独りの旅立ち
「ふん♪ ふん♪ ふっふふーん♪」
「上機嫌だなセリオ」
「僕と趣味が合う帽子が手に入ったからね~」
「あっという間に十四時ね」
ミカノが病院の方角を向く。
「いいんだよ、ミカノ? ムロの所に行っても。刑事さんに事情を話して出発を遅らせてもらえば」
「いいわよ別に。ムロに二度と会えない訳ではあるまいし」
「ミカノが言うなら良いんだけど」
三人が待ち合わせ場所に着くと、刑事が車を停めて待っていた。
「時間ぴったし! もうちょい街を探索しても良かったんだぞ?」
「もう十分、街を満喫しました!」
そう言いながら、セリオが帽子をかぶり直す。
「そうなのか? じゃあ車で家まで送ってやる!」
刑事の車に三人が乗り込み、車は発進した。
※ ※ ※
「四八……四九……五十!」
「いけませんよ! まだ完全に傷口は塞がってないんですから!」
「来てたの!?」
ムロは看護師の目を盗んで腹筋をしていた。
「そうやって無茶をする患者さんを見張るために巡回をしてるんです!」
「オレは平気だよ。それよりも他の患者の心配をしたらどう?」
「わたし以外にも看護師は居ますから安心ですよ」
看護師が胸を張って言った。
「オレ、いつ退院出来るの?」
「そうね? 無茶をしなければ一週間で退院できるはずよ……だから無茶は駄目!」
「分かったよ」
数分後、看護師は病室を出た。
「一週間か……」
※ ※ ※
ミカノ、セリオ、カズマの三人は、夕陽が照らす見慣れた風景を眺めていた。
【とうとう着いたわね】
【言い訳はどうするんだい?】
【旅行で構わないだろう】
三人は、それぞれの家の前から電話でやり取りをしていた。
【そうね。

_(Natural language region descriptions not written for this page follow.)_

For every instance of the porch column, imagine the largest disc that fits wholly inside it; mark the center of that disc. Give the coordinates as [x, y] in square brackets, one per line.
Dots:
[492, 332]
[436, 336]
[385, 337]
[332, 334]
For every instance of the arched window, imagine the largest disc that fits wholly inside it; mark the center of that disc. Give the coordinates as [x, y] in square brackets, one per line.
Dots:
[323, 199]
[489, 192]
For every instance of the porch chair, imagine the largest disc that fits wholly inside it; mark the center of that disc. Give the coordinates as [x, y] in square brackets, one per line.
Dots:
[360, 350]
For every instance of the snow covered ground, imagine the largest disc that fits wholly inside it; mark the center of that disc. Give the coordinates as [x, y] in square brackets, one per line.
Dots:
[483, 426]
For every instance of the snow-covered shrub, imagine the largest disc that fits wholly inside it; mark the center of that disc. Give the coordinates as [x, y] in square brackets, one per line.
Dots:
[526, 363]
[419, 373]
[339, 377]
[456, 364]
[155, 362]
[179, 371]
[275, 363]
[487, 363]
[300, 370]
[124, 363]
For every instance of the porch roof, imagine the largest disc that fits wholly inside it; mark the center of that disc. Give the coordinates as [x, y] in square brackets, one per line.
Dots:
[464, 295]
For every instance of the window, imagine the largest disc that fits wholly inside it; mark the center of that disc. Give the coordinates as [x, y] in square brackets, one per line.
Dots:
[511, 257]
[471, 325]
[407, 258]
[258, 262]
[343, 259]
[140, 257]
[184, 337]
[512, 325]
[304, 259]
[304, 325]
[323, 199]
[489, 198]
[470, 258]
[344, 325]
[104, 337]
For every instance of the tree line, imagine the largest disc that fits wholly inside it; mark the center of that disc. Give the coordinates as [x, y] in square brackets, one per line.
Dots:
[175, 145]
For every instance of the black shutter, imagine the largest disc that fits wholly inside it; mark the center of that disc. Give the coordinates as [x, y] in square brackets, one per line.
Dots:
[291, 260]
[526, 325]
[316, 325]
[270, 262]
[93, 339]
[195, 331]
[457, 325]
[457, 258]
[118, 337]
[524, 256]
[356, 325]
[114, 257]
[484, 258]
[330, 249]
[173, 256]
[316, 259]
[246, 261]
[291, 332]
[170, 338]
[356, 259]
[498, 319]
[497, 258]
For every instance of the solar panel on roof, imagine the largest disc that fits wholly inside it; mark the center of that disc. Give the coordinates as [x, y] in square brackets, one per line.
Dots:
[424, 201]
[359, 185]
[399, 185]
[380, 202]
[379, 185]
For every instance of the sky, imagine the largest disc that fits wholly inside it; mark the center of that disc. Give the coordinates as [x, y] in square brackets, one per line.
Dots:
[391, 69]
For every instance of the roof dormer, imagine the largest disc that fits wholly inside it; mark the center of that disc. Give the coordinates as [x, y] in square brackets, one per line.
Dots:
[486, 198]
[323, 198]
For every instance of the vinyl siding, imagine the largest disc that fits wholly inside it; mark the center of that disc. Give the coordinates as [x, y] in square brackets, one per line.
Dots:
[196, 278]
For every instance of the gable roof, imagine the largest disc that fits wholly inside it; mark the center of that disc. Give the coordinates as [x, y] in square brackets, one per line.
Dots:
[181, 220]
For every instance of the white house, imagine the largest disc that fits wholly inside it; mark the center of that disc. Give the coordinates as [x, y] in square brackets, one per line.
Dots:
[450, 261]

連絡はしてたし、事件に巻き込まれた事は内密にしてくれてるし】
【そこは感謝だね、刑事さんに】
【さあ帰ろう! 我が家へ!】
カズマの声で、一斉に扉を開けた。
※ ※ ※
一週間後。
「もう、決めたから」
「ハッキリ言って無謀だ。退院したばかりで、しかも独りでなんて!」
「この一週間で、何か情報や手がかりは得られたのかよ!」
「……いや何も」
「捜査協力だ」
「?」
「捜査協力なら良いだろポリスさん!」
ムロの瞳が本気を伝える。
「約束してくれ。必ず定時連絡を寄越すこと。決して深追いはしないこと。それから……」
「それから?」
「……生きて帰ることをだ!」
刑事がムロの肩に手を置いた。
「当たり前だぜ!」
ムロが、肩に置かれた手を握りしめた。
「無事を祈る」
「行ってきます!」
ムロが、握っていた手を離した。
(ボウズのやつ、おもいっきり握りやがって)
刑事が背中を見つめる中、ムロは独りで旅に出た。